What is one of the most dangerous lies in the Christian world?

Following Jesus causes you to possess more health, money, or happiness.

It’s not that those things don’t sometimes happen, but the danger lies in us counting on God as a guarantee of these things.  The Prophets and Apostles of the Scriptures actually tell us it’s normal for these things to not happen!

The Apostle Paul writes in Philippians 3:7-11

But whatever were gains to me I now consider loss for the sake of Christ. What is more, I consider everything a loss because of the surpassing worth of knowing Christ Jesus my Lord, for whose sake I have lost all things.
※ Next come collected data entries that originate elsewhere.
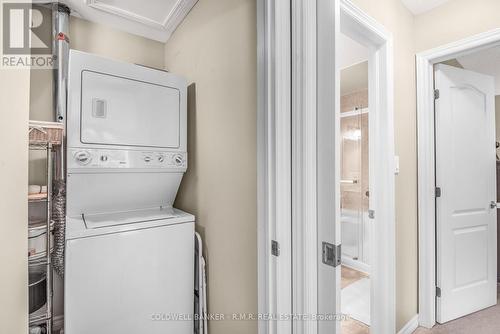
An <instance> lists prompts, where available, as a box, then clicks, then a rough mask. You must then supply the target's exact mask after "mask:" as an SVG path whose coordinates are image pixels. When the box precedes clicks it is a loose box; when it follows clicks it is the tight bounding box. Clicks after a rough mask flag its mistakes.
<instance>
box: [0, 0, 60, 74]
mask: <svg viewBox="0 0 500 334" xmlns="http://www.w3.org/2000/svg"><path fill="white" fill-rule="evenodd" d="M2 13H3V17H2V31H3V34H2V61H1V65H0V66H1V67H2V68H13V69H19V68H27V67H31V68H39V69H52V68H54V64H55V62H54V56H53V54H52V38H53V37H52V16H51V11H50V10H42V7H37V6H36V5H33V4H31V3H23V2H3V3H2Z"/></svg>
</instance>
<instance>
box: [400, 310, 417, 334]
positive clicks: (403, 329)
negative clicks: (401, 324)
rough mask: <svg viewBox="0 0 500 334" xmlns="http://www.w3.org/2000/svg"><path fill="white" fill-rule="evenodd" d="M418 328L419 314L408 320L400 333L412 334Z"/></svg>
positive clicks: (401, 333)
mask: <svg viewBox="0 0 500 334" xmlns="http://www.w3.org/2000/svg"><path fill="white" fill-rule="evenodd" d="M417 328H418V314H416V315H415V316H414V317H413V318H411V319H410V321H408V322H407V323H406V324H405V325H404V326H403V328H401V329H400V330H399V332H398V334H412V333H413V332H414V331H415V330H416V329H417Z"/></svg>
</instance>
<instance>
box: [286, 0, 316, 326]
mask: <svg viewBox="0 0 500 334" xmlns="http://www.w3.org/2000/svg"><path fill="white" fill-rule="evenodd" d="M291 3H292V22H293V26H292V67H291V69H292V81H291V82H292V179H291V182H292V237H293V241H292V243H293V245H294V246H293V250H292V254H293V255H292V268H293V272H292V282H293V285H292V295H293V307H292V309H293V313H294V314H308V315H312V314H317V313H318V293H317V291H318V290H317V274H316V273H317V262H316V260H310V259H316V254H317V253H316V247H317V229H316V227H317V225H316V221H317V216H316V146H317V145H316V1H302V0H291ZM308 223H309V224H308ZM317 332H318V326H317V322H316V321H307V320H306V321H301V320H299V321H294V322H293V333H303V334H307V333H310V334H313V333H314V334H316V333H317Z"/></svg>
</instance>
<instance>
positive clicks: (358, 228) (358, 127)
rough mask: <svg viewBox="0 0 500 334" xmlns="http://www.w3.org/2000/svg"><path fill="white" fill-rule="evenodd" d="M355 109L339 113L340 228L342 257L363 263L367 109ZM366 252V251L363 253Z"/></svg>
mask: <svg viewBox="0 0 500 334" xmlns="http://www.w3.org/2000/svg"><path fill="white" fill-rule="evenodd" d="M366 111H367V110H366V109H356V110H354V111H351V112H346V113H344V114H343V115H342V116H341V123H340V126H341V138H342V144H341V145H342V146H341V149H342V152H341V158H342V164H341V185H340V190H341V224H342V225H341V231H342V256H343V258H344V259H343V260H346V261H348V262H350V261H361V262H363V263H367V255H368V252H367V251H366V245H365V242H364V241H365V240H367V238H366V228H365V226H364V225H365V222H366V221H367V219H366V213H367V211H368V195H369V193H368V165H367V164H368V113H367V112H366ZM365 254H366V255H365Z"/></svg>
I consider them garbage, that I may gain Christ and be found in him, not having a righteousness of my own that comes from the law, but that which is through faith in Christ—the righteousness that comes from God on the basis of faith. 10 I want to know Christ—yes, to know the power of his resurrection and participation in his sufferings, becoming like him in his death, 11 and so, somehow, attaining to the resurrection from the dead.
Philippians 3:7-11, NIV

Having just spoken about his extreme qualifications, Paul finishes the thought we examined last week: all of those Earthly qualifications for the Lord’s pleasure in him were worthless compared to the call of Christ.

“The sake of Christ” is Paul’s driving force now.  Whatever he considered to be of value before Jesus found him, he disregards as “garbage” compared to knowing Jesus.  Those religious actions done for others to notice were liabilities against him.  Instead, when he lost himself was when Paul truly found life and a life he wanted to live.

Compared to the values he gives in Philippians 3:4-6, these are the Apostle’s real values.  These are the qualities he puts his stock in.  These are the things that really, truly, deeply matter to Paul.  It’s not enough to think good thoughts about God (right theology); Paul wanted to experience the goodness of God.

“Taste and see that the Lord is good,” we read in Psalm 34:8, “blessed is the one who takes refuge in Him.”  This is Paul’s declaration!

prosperity

Paul wasn’t using Jesus to get rich, noticed, named, applauded, or regarded.  Paul was dying to himself so he would know the life-transforming power that raised Jesus from the dead.

When Paul lost his religion, he gained a relationship with Jesus.

It is here the words of missionary Jim Elliot come to mind: “He is no fool to give what he cannot keep to gain what he cannot lose.”

Is that how you approach your discipleship in Jesus?
Are you willing to lose the veneer of religion in order gain the life Jesus created you for?
Would you rather learn more about Who Jesus is by experiencing Him?

Paul was not healthy, wealthy, or well off.  Yet, he was phenomenally blessed by God.  He brought so many people to Jesus in his lifetime and a countless multitude has come to faith in Jesus because of his inspired writings.

Although the religious people of his day (both Jewish and Christian) might have thought Paul lost too much when he gave it all up for Jesus, he was no fool to give what he could not keep in order to gain what he could not lose.

Are we willing to do that?  Is churchianity our religion?  Do we just want to look the part of a Christian, or do we truly desire to be “little Christs”?

Can you and I truly say we’d rather know Jesus and experience Him more than gain possessions?

Let’s turn our hearts and minds towards that question this week as we seek to know Him more by concerning ourselves about “me” less.

This is true prosperity: gaining the wealth of the investment earned by spending it all on Jesus.